SICHERHEITSPOLITIK: „Grundwerte werden in Frage gestellt“

Dr. Rolf Gössner gilt als einer der profiliertesten Kritiker der EU-Sicherheitspolitik. Er warnt vor einer zunehmenden Militarisierung der Inneren Sicherheit.

woxx: In einem Interview Mitte des Jahres sprachen Sie davon, dass es in Deutschland keinerlei konkrete Bedrohungen durch den islamistischen Terrorismus gibt. Nun wurde die Planung eines Anschlags durch die sogenannte „Dschihad-Union“ vereitelt. Haben Sie den islamistischen Terror verharmlost?

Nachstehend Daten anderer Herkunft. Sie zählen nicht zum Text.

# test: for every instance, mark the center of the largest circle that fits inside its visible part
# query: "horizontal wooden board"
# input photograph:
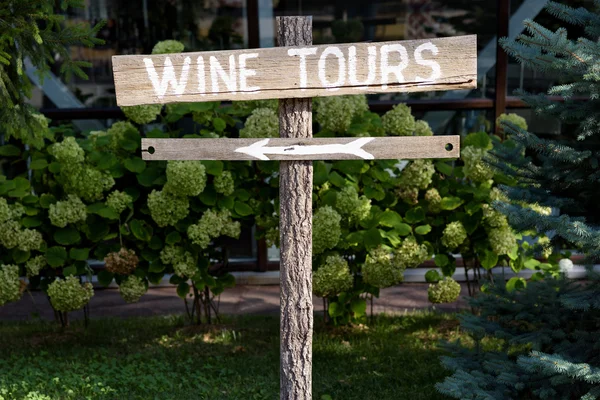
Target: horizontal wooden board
(390, 148)
(297, 72)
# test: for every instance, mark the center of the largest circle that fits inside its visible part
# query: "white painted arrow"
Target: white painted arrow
(260, 149)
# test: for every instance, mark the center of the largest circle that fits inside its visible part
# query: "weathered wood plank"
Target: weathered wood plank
(289, 149)
(297, 72)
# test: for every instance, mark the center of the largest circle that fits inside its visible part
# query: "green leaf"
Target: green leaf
(441, 260)
(141, 230)
(172, 238)
(451, 203)
(372, 238)
(335, 310)
(515, 284)
(358, 307)
(149, 176)
(337, 180)
(67, 236)
(532, 263)
(20, 256)
(9, 150)
(46, 200)
(489, 259)
(414, 215)
(79, 254)
(135, 164)
(243, 209)
(40, 163)
(105, 278)
(423, 229)
(390, 219)
(242, 194)
(226, 202)
(156, 267)
(219, 124)
(444, 168)
(183, 289)
(403, 229)
(213, 167)
(70, 270)
(320, 173)
(108, 213)
(432, 276)
(55, 167)
(208, 196)
(31, 222)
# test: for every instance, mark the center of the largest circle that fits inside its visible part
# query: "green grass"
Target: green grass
(163, 358)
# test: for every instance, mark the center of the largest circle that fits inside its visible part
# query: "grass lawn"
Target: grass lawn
(163, 358)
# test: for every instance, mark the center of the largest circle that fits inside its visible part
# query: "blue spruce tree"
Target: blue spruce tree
(543, 341)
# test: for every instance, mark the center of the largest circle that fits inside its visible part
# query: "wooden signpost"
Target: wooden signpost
(293, 73)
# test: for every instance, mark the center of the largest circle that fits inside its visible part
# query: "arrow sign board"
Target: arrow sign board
(370, 148)
(297, 72)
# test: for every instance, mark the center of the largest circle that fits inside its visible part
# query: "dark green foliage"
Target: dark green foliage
(31, 31)
(550, 329)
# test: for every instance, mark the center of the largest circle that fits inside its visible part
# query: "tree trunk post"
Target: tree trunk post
(295, 190)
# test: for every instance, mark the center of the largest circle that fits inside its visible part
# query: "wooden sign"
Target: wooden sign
(368, 148)
(294, 73)
(297, 72)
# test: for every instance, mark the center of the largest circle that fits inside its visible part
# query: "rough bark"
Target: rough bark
(295, 182)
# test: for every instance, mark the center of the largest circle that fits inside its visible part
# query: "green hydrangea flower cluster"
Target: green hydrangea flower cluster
(326, 229)
(348, 204)
(34, 265)
(399, 121)
(445, 291)
(185, 178)
(417, 174)
(167, 209)
(117, 133)
(379, 270)
(142, 114)
(422, 128)
(123, 262)
(262, 123)
(118, 201)
(12, 236)
(67, 152)
(132, 289)
(502, 240)
(68, 211)
(10, 211)
(86, 182)
(454, 235)
(184, 264)
(513, 119)
(10, 284)
(168, 47)
(410, 254)
(270, 225)
(212, 225)
(333, 277)
(434, 200)
(69, 294)
(336, 113)
(475, 168)
(224, 183)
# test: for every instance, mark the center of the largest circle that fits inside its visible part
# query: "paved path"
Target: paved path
(243, 299)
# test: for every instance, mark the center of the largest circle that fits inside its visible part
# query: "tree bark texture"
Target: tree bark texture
(295, 192)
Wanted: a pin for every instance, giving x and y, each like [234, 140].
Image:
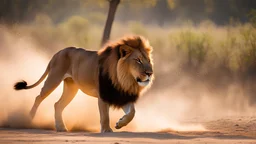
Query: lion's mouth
[143, 83]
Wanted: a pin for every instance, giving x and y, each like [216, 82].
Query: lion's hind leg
[51, 83]
[69, 92]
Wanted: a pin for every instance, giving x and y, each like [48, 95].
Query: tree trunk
[111, 15]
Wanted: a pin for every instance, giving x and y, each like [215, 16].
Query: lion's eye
[138, 61]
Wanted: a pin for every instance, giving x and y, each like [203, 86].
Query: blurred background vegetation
[210, 41]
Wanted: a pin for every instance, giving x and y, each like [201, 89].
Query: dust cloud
[166, 108]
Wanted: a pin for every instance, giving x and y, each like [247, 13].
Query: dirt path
[36, 136]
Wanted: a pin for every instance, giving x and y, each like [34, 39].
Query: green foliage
[137, 28]
[194, 46]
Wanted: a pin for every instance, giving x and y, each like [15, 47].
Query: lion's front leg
[104, 116]
[129, 114]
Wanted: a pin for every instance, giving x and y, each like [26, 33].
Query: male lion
[116, 75]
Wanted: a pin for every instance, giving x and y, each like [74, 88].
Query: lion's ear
[124, 50]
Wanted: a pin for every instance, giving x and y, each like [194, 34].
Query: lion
[117, 75]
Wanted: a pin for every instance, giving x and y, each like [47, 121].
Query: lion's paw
[120, 124]
[106, 130]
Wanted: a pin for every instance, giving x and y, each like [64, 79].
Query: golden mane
[109, 57]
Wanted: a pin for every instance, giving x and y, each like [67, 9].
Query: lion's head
[128, 63]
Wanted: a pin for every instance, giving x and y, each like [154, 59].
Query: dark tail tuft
[20, 85]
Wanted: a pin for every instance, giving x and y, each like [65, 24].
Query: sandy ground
[237, 130]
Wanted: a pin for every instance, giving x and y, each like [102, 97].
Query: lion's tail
[23, 84]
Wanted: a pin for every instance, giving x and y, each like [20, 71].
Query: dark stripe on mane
[109, 93]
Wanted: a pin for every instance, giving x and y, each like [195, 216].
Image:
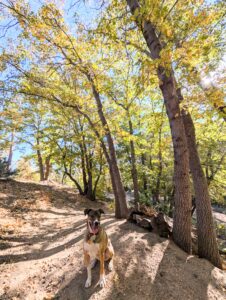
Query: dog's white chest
[92, 249]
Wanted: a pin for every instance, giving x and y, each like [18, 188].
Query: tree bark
[145, 183]
[167, 84]
[157, 188]
[207, 243]
[40, 161]
[10, 156]
[134, 167]
[47, 167]
[114, 170]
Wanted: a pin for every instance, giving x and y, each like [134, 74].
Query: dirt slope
[41, 237]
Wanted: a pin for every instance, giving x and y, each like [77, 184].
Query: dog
[97, 246]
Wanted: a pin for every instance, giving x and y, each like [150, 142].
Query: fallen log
[152, 221]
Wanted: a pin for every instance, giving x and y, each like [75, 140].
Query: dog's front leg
[87, 263]
[102, 281]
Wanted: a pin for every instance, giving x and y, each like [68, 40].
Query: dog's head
[93, 219]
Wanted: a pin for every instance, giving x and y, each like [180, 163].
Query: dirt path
[41, 237]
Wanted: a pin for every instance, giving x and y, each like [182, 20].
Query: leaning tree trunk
[207, 243]
[182, 212]
[158, 182]
[134, 167]
[114, 170]
[40, 162]
[144, 176]
[10, 156]
[47, 167]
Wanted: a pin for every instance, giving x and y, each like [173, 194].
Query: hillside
[41, 237]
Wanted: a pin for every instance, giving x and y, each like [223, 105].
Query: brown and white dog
[97, 245]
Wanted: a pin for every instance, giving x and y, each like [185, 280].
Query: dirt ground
[41, 234]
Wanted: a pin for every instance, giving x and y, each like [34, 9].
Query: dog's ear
[86, 211]
[101, 211]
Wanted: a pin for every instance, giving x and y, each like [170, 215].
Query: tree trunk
[182, 212]
[207, 243]
[10, 156]
[114, 170]
[157, 188]
[145, 183]
[40, 161]
[47, 167]
[134, 167]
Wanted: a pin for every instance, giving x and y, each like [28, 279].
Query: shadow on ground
[144, 272]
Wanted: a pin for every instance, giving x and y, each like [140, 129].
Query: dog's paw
[110, 266]
[102, 282]
[88, 283]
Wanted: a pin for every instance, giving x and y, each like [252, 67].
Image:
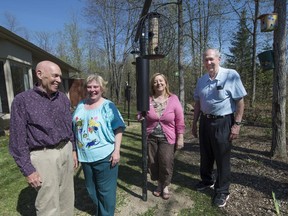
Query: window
[4, 108]
[20, 77]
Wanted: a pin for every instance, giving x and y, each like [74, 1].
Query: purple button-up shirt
[38, 121]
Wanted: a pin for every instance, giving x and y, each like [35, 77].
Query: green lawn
[16, 198]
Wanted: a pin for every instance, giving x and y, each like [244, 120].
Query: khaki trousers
[56, 195]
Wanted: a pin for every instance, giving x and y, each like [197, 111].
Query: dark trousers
[215, 146]
[160, 159]
[101, 184]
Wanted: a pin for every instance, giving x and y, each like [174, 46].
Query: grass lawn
[17, 198]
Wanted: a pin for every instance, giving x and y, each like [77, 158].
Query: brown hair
[152, 83]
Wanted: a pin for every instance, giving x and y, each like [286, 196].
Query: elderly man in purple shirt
[42, 142]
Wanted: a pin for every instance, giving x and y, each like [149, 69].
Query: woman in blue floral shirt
[98, 128]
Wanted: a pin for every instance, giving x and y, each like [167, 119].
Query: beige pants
[55, 166]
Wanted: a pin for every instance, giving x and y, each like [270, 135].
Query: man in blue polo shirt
[220, 105]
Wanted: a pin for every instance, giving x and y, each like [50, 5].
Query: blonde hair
[152, 83]
[99, 79]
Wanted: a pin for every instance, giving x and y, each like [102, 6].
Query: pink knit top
[171, 120]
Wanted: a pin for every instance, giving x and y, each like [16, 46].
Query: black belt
[60, 145]
[210, 116]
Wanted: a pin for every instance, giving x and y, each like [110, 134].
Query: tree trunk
[180, 54]
[278, 149]
[254, 35]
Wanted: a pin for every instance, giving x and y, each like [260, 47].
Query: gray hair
[216, 51]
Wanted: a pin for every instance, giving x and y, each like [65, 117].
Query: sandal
[166, 196]
[156, 193]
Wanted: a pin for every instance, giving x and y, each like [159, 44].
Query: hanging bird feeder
[156, 38]
[269, 22]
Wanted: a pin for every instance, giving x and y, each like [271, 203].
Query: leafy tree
[241, 50]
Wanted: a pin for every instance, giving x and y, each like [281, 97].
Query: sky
[41, 15]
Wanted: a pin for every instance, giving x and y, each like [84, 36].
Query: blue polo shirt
[218, 96]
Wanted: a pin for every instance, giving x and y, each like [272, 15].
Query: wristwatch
[238, 123]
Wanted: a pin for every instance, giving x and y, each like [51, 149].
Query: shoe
[202, 186]
[156, 193]
[165, 196]
[220, 199]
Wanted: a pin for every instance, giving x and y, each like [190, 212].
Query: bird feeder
[266, 59]
[268, 22]
[156, 38]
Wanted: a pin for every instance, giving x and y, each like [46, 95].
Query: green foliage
[241, 50]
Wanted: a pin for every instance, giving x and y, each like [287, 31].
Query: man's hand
[115, 158]
[75, 159]
[235, 129]
[34, 180]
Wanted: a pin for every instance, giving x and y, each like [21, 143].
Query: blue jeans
[101, 184]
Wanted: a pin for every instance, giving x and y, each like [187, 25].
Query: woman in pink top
[165, 129]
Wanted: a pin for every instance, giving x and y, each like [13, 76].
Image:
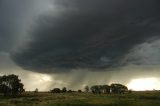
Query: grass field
[83, 99]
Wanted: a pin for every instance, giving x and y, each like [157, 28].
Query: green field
[83, 99]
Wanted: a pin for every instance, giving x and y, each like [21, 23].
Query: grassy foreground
[83, 99]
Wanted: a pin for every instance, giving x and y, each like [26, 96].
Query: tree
[80, 91]
[56, 90]
[86, 88]
[95, 89]
[105, 88]
[118, 88]
[36, 90]
[64, 89]
[11, 85]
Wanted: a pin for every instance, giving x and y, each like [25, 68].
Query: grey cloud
[88, 34]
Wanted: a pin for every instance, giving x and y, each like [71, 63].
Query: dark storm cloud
[92, 34]
[11, 15]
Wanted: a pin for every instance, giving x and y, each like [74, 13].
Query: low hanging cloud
[88, 34]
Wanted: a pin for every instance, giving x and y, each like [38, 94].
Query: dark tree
[64, 89]
[95, 89]
[86, 88]
[36, 90]
[105, 89]
[11, 85]
[56, 90]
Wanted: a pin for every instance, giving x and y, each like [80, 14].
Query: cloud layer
[88, 34]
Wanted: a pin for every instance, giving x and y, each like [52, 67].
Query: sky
[74, 43]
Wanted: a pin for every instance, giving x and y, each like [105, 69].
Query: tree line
[11, 85]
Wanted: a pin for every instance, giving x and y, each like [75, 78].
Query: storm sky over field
[74, 43]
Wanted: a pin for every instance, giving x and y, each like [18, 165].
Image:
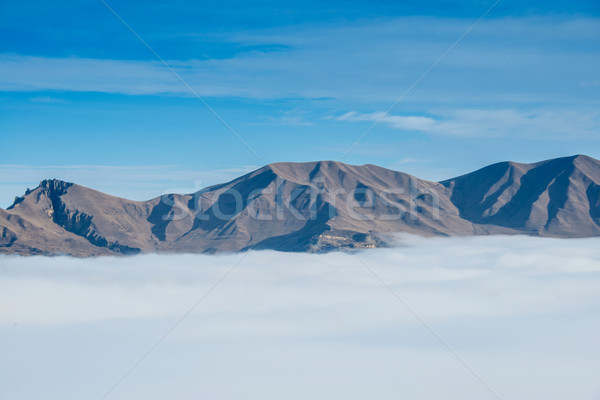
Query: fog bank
[522, 312]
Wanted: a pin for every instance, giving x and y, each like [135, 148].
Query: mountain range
[312, 207]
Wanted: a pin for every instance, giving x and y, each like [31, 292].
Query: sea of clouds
[444, 318]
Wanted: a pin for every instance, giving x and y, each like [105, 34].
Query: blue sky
[82, 99]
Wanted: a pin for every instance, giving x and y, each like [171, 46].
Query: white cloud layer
[368, 61]
[522, 312]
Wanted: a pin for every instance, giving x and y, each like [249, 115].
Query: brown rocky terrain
[313, 206]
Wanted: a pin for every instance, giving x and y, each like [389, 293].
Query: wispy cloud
[374, 62]
[561, 124]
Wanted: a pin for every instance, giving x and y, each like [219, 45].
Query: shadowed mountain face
[551, 198]
[314, 206]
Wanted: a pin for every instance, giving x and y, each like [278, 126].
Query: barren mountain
[315, 206]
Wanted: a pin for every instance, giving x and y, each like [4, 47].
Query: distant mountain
[314, 206]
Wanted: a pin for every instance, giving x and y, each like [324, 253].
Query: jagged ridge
[315, 206]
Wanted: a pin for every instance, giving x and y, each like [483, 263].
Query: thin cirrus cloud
[375, 61]
[565, 124]
[520, 311]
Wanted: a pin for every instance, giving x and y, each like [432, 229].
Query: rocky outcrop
[309, 207]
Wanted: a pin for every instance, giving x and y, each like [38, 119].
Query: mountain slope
[313, 206]
[557, 197]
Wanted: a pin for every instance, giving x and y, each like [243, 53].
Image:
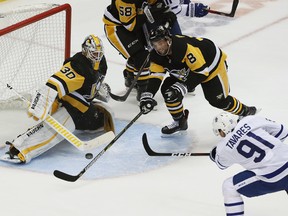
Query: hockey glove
[147, 103]
[213, 154]
[41, 103]
[197, 10]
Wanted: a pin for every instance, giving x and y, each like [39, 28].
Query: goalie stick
[66, 134]
[73, 178]
[231, 14]
[125, 96]
[150, 152]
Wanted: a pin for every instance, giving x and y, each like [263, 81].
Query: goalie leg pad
[40, 138]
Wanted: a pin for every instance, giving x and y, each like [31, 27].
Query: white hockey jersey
[179, 7]
[256, 144]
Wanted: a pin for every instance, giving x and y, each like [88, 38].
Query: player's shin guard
[236, 107]
[178, 126]
[233, 201]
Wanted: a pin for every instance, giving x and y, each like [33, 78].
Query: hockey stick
[125, 96]
[73, 178]
[66, 134]
[150, 152]
[231, 14]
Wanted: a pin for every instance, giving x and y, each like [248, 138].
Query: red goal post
[34, 41]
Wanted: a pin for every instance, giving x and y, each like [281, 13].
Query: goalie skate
[7, 157]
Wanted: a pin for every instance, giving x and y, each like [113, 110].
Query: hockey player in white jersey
[185, 8]
[255, 143]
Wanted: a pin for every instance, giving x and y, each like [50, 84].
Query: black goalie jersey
[193, 61]
[77, 81]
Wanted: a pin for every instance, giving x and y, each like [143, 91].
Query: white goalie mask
[92, 48]
[225, 122]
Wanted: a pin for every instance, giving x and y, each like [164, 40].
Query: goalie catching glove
[147, 103]
[42, 102]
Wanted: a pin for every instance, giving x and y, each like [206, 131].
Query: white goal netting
[34, 41]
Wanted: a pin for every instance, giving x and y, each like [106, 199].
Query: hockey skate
[248, 111]
[12, 156]
[178, 127]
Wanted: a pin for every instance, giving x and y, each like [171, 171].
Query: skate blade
[176, 134]
[7, 158]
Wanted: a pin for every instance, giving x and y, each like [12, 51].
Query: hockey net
[34, 41]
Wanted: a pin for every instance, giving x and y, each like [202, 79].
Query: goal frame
[65, 7]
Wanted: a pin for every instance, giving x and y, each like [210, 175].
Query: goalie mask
[92, 48]
[225, 122]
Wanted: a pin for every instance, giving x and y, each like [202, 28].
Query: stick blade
[98, 141]
[65, 176]
[149, 151]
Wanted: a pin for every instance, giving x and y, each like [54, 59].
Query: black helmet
[159, 33]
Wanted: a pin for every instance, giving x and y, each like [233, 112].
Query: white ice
[256, 44]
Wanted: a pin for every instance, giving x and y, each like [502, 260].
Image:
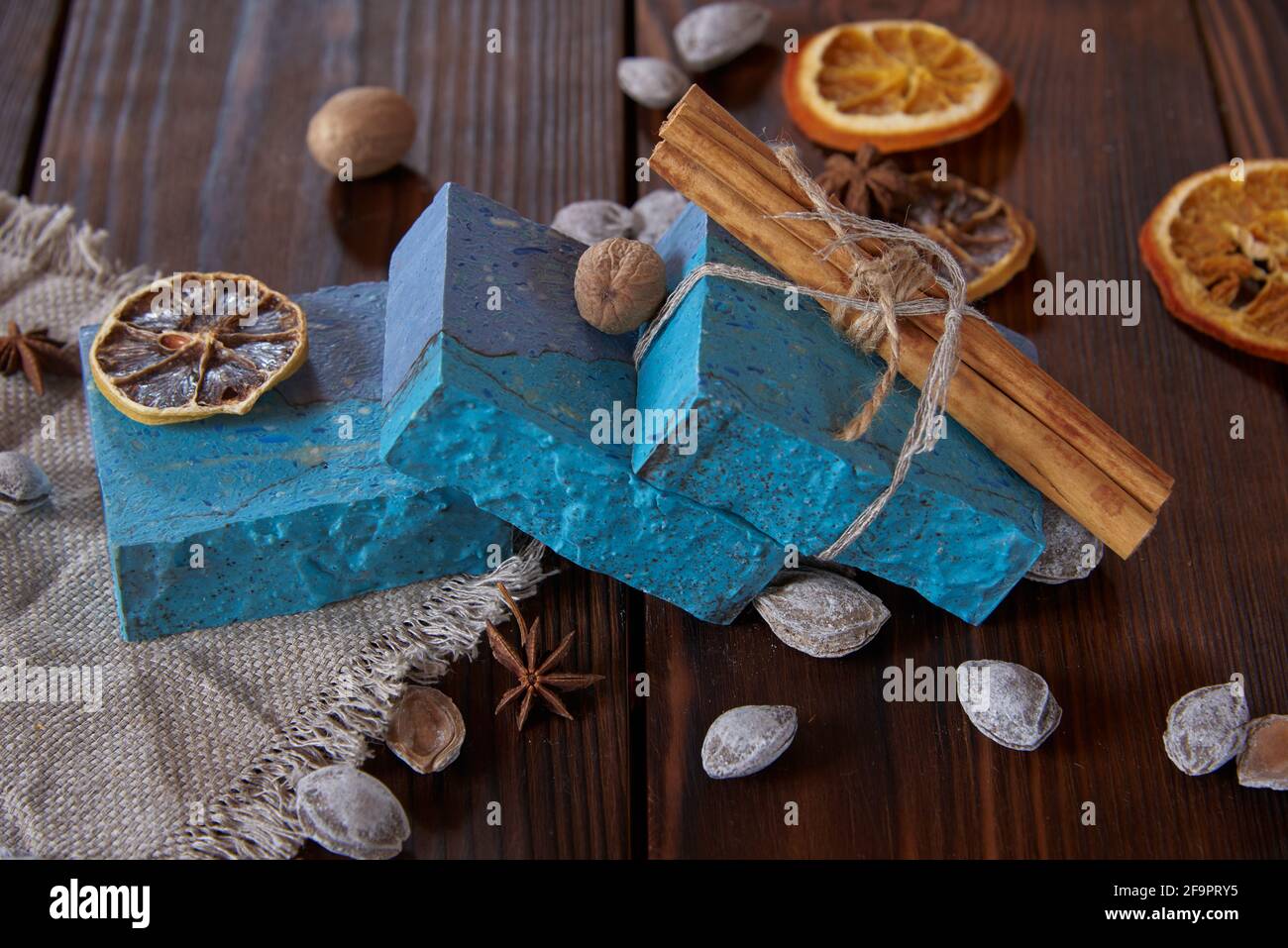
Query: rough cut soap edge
[256, 814]
[254, 818]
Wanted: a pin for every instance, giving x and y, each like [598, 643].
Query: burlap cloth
[202, 736]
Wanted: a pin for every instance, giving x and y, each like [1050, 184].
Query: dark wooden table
[197, 161]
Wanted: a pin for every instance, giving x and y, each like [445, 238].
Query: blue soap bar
[275, 511]
[493, 384]
[769, 388]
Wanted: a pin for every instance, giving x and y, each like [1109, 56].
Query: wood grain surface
[30, 37]
[196, 159]
[1093, 142]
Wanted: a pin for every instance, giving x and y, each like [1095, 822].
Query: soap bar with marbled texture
[490, 382]
[771, 386]
[288, 513]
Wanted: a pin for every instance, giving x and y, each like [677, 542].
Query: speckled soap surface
[288, 513]
[490, 381]
[769, 388]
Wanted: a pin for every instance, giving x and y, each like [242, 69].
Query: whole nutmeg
[370, 125]
[619, 285]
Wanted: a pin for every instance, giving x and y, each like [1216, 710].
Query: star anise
[535, 681]
[35, 353]
[866, 184]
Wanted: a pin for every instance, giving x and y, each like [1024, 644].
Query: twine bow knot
[881, 290]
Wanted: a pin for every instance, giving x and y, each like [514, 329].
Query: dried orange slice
[196, 344]
[898, 84]
[990, 239]
[1218, 250]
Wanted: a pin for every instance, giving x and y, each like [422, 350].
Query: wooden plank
[1245, 43]
[1091, 145]
[29, 35]
[197, 161]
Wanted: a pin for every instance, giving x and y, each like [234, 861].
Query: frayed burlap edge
[48, 239]
[257, 817]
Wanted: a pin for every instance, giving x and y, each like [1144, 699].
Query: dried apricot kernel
[425, 730]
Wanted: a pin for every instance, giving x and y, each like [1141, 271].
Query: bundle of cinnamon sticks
[1016, 408]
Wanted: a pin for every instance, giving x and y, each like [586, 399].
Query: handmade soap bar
[768, 388]
[494, 385]
[279, 510]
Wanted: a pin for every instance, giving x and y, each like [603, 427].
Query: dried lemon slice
[990, 239]
[1218, 250]
[196, 344]
[898, 84]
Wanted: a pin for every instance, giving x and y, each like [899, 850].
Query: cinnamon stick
[712, 159]
[982, 347]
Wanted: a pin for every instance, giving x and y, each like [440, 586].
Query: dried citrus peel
[194, 346]
[1218, 249]
[990, 239]
[898, 84]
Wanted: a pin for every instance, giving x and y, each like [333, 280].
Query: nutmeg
[370, 125]
[619, 285]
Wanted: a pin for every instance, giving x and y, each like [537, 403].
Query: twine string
[881, 291]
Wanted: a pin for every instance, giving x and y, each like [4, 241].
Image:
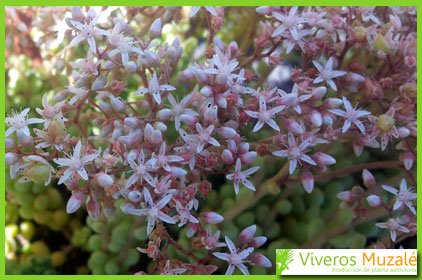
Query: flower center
[153, 211]
[326, 74]
[178, 109]
[295, 153]
[235, 259]
[75, 164]
[385, 122]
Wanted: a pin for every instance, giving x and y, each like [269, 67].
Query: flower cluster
[157, 146]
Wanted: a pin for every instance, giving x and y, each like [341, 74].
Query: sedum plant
[145, 122]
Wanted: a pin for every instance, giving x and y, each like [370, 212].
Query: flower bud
[261, 260]
[307, 181]
[74, 202]
[347, 196]
[191, 229]
[177, 172]
[293, 126]
[373, 89]
[212, 217]
[126, 207]
[104, 180]
[221, 79]
[368, 179]
[131, 122]
[10, 144]
[323, 159]
[156, 138]
[106, 107]
[227, 132]
[407, 159]
[315, 118]
[155, 29]
[108, 65]
[77, 13]
[219, 44]
[135, 196]
[333, 103]
[24, 139]
[61, 96]
[243, 147]
[360, 34]
[381, 44]
[227, 157]
[99, 83]
[319, 92]
[164, 114]
[354, 78]
[258, 241]
[93, 208]
[248, 158]
[131, 66]
[160, 126]
[186, 75]
[11, 158]
[118, 104]
[221, 101]
[374, 200]
[152, 59]
[210, 114]
[403, 132]
[37, 173]
[288, 99]
[206, 91]
[246, 235]
[327, 119]
[106, 129]
[264, 10]
[117, 131]
[234, 48]
[385, 122]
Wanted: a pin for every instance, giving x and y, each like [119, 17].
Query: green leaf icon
[284, 257]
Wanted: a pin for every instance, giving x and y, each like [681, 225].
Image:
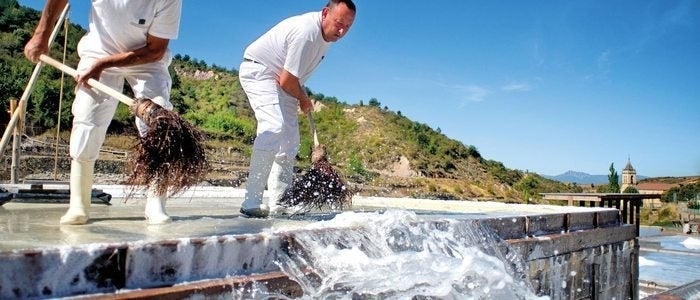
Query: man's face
[336, 22]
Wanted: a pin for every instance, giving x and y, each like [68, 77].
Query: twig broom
[319, 187]
[171, 156]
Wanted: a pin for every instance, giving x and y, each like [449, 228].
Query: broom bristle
[319, 187]
[171, 156]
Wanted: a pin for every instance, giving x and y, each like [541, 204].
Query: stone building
[629, 176]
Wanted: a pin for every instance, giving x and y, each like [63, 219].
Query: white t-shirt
[296, 44]
[121, 25]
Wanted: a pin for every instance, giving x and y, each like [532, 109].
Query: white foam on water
[644, 262]
[691, 243]
[396, 255]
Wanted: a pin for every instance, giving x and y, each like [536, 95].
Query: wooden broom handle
[30, 85]
[92, 82]
[313, 128]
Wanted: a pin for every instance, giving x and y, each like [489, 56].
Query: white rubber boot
[260, 165]
[80, 193]
[280, 179]
[155, 208]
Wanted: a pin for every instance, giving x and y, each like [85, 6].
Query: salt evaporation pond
[394, 255]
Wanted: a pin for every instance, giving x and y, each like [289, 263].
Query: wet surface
[203, 212]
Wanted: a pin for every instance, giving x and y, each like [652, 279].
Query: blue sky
[543, 86]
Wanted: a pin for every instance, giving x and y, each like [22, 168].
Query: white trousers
[277, 134]
[275, 111]
[93, 110]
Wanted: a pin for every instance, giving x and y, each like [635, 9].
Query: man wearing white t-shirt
[272, 73]
[127, 40]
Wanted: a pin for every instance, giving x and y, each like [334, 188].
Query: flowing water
[399, 255]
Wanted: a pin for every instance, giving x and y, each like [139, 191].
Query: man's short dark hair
[347, 3]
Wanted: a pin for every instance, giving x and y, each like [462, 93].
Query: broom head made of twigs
[171, 157]
[319, 187]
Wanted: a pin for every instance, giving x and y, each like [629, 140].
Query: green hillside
[380, 152]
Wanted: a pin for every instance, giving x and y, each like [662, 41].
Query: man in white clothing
[273, 71]
[127, 40]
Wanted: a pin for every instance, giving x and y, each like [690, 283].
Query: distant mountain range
[583, 178]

Dr. Rolf Gössner: Deutschland gilt seit Jahren als Teil eines globalen Gefahrenraums mit abstrakter Gefährdungslage. Spätestens nach den Kofferbombenfunden 2006 und den neuesten Festnahmen ist der islamistische Terror näher gerückt. Ich habe nie behauptet, dass es in Deutschland keine Bedrohung gäbe. Aber ich kritisiere, dass angesichts diffuser, relativ selten manifester Gefahren die herrschende Sicherheitspolitik so tut, als befänden wir uns im Antiterrorkrieg. Davon zeugen die meines Erachtens überzogenen Antiterrorgesetze, -maßnahmen und -pläne der letzten Jahre, die der Sicherheit der Bürger dienen sollen, aber mit Sicherheit ihre Freiheitsrechte einschränken.


Was beunruhigt Sie am meisten an der aktuellen sicherheitspolitischen Entwicklung?

Es muss jeden Bürgerrechtler beunruhigen, wenn im Namen des Antiterrorkampfes demokratisch-rechtsstaatliche Errungenschaften und zivilisatorische Grundwerte in ihrer Substanz in Frage gestellt werden – Grundwerte, die lange Zeit mühsam und unter schweren Opfern erkämpft worden sind. Oberste deutsche und europäische Gerichte mussten inzwischen schon zahlreiche Gesetze und Maßnahmen für verfassungswidrig erklären.


In Ihrem Buch kritisieren Sie nicht nur einzelne Maßnahmen, sondern sprechen von einem weitreichenden strukturellen Umbau des Systems der Inneren Sicherheit in Europa. Worauf zielt dieser Umbau ab?

Wir erleben eine zunehmende Militarisierung der „Inneren Sicherheit“ sowie eine Zentralisierung und Vernetzung aller Sicherheitsbehörden – auf EU-Ebene und in einzelnen EU-Staaten. Nehmen Sie etwa den Bundeswehreinsatz im Inland, wie er anlässlich der Proteste gegen den G-8-Gipfel geprobt worden ist. Diese Entwicklung läuft auf eine Entgrenzung staatlicher Macht hinaus und damit auf eine demokratisch nur schwer zu kontrollierende Machtfülle der Sicherheitsapparate.

Wird Ihrer Meinung nach in der Öffentlichkeit genug darüber debattiert?

Zumindest in den Medien wird darüber ausgiebig debattiert – wenn auch manchmal in die falsche Richtung, zumindest dann, wenn reflexartig nach neuen Gesetzen geschrieen wird. Aber es gibt auch warnende Stimmen. Und es gibt eine nicht zu unterschätzende Opposition gegen weitere Aufrüstungspläne – so gegen die Vorratspeicherung von Telekommunikationsdaten.


Auch die Kritik an der Sicherheitspolitik mit der dauernden Warnung vor dem „totalen Überwachungsstaat“ klingt bisweilen leicht überdreht. Müsste man stattdessen gezielter das Verhältnis von Mittel und Zweck von bestimmten Gesetzen hinterfragen?

Die Warnung vor einem „totalen Überwachungsstaat“ ist sicherlich überzogen. Tatsächlich wird aber der von Ihnen angesprochene Verfassungsgrundsatz der Verhältnismäßigkeit sträflich vernachlässigt. Und obwohl niemand Notwendigkeit und Effizienz all der bereits in Kraft gesetzten Antiterrorgesetze abschätzen kann, werden immer wieder neue Gesetze produziert – ohne zuvor eine unabhängig-kritische Bilanz der bisherigen Antiterrorgesetze gezogen zu haben und ohne zu bemerken, dass es längst ein Vollzugsdefizit gibt.